No Japão, o YCC permitiu que o BoJ mantivesse as taxas dentro da meta, apesar do aumento das taxas nos EUA, ao mesmo tempo em que comprava menos obrigações do que no QE iniciado em 2013, desacelerando assim a expansão do seu balanço. Entre as desvantagens de tal política está a dificuldade em sair dela, algo que os EUA experimentaram no final dos anos 1940. Além disso, o YCC é difícil de manter durante uma recuperação económica: se levar a uma pressão em alta sobre os juros de longo prazo, exige que o BC aumente consideravelmente as suas compras para cumprir os seus objetivos. Por fim, não se deve esquecer que os mercados gostam de testar os bancos centrais. Para estes últimos, entrar num YCC significa colocar a sua credibilidade em jogo no dia a dia por via dos juros de mercado, que podem levá-lo muito longe nas suas compras. É de notar que o balanço do BoJ representa 130% do PIB japonês (36% no caso da Fed).

Na Zona Euro, uma política de YCC enfrentaria três obstáculos. Em primeiro lugar, constitucional: o Tratado sobre o Funcionamento da União Europeia proíbe o financiamento monetário dos défices públicos, aos quais podem ser assimiladas quantidades ilimitadas de compras de ativos. Em segundo, técnico: o BCE, como único banco central numa união monetária composta por 19 países, cada um a emitir a sua própria dívida, não tem uma única meta à sua disposição.

Finalmente, político: o programa de 1850 mil milhões de euros no âmbito do PEPP está já a ser debatido no Conselho de Governadores do BCE. Esta divisão de longa data mantém-se acentuada, como mostram as atas da reunião de março, com alguns a defender um aumento mais limitado nas compras do PEPP e a decisão de reavaliar os valores até ao final de junho. Portanto, é difícil imaginar o Conselho a passar um cheque em branco à uma política de YCC.

Na verdade, o BCE controla já a “yield curve” por via das suas ferramentas, dos seus alertas aos mercados através das intervenções públicas firmes de Christine Lagarde e a sua orientação futura. Ao fazê-lo, sinaliza claramente aos mercados que não vai permitir que os juros aumentem além de um certo limite, não especificado. Até agora, isso está a funcionar, num contexto em que, sublinha-se, os juros americanos estabilizaram.

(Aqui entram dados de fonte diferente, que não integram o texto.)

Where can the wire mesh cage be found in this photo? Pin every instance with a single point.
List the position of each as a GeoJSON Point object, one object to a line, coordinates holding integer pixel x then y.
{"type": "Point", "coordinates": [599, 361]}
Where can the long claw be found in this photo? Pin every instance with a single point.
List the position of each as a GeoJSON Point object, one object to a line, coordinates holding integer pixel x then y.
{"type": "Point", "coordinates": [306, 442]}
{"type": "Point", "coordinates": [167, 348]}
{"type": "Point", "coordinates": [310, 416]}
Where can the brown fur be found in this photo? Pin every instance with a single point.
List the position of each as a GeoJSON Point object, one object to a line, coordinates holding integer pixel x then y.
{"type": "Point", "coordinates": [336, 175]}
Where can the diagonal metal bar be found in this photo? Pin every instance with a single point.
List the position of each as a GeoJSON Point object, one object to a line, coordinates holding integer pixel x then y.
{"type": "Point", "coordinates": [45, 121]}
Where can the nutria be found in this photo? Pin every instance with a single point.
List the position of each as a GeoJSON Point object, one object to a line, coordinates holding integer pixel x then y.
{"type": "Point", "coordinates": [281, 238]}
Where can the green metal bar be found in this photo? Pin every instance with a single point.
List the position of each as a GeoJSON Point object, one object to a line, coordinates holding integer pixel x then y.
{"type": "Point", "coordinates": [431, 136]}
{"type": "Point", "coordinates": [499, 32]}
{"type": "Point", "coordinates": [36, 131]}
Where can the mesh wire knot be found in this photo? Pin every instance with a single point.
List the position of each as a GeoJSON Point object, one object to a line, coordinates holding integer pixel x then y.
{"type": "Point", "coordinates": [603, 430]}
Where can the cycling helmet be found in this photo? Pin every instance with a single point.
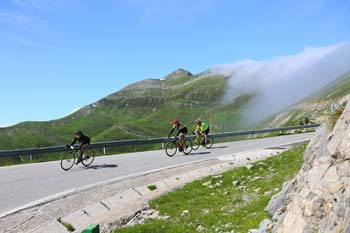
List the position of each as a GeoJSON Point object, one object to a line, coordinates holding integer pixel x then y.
{"type": "Point", "coordinates": [78, 132]}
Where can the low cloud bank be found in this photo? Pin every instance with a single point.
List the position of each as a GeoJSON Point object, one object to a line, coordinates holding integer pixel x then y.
{"type": "Point", "coordinates": [282, 81]}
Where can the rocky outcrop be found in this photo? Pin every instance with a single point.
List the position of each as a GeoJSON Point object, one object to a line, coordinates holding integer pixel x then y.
{"type": "Point", "coordinates": [318, 198]}
{"type": "Point", "coordinates": [178, 73]}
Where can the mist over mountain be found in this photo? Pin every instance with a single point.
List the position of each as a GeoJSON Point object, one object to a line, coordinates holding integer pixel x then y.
{"type": "Point", "coordinates": [283, 81]}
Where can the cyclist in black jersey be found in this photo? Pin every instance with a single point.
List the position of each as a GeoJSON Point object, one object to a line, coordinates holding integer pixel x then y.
{"type": "Point", "coordinates": [84, 142]}
{"type": "Point", "coordinates": [181, 132]}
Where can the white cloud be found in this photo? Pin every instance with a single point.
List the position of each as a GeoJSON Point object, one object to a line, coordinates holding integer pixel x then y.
{"type": "Point", "coordinates": [282, 81]}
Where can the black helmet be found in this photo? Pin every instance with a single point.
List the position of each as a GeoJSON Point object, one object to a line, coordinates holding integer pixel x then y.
{"type": "Point", "coordinates": [78, 132]}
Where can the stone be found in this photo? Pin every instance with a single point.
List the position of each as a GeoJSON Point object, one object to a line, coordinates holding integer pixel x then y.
{"type": "Point", "coordinates": [185, 213]}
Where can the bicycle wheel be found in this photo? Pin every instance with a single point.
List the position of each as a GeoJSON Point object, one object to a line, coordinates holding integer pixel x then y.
{"type": "Point", "coordinates": [171, 149]}
{"type": "Point", "coordinates": [210, 142]}
{"type": "Point", "coordinates": [195, 143]}
{"type": "Point", "coordinates": [188, 147]}
{"type": "Point", "coordinates": [68, 160]}
{"type": "Point", "coordinates": [88, 157]}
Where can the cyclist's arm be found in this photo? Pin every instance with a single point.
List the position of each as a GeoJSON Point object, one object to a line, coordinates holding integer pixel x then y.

“Os investidores podem testar-nos o quanto quiserem”, afirmou Christine Lagarde em entrevista no final de março. Mas é realmente esse o caso? Na realidade, o BCE não possui um instrumento permanente que lhe permita absorver tantos títulos quanto deseja. Assim, como será o BCE capaz de evitar que os juros reflitam os fundamentais mais de perto numa área económica cada vez mais heterogénea, assim que os programas forem desacelerados ou desligados?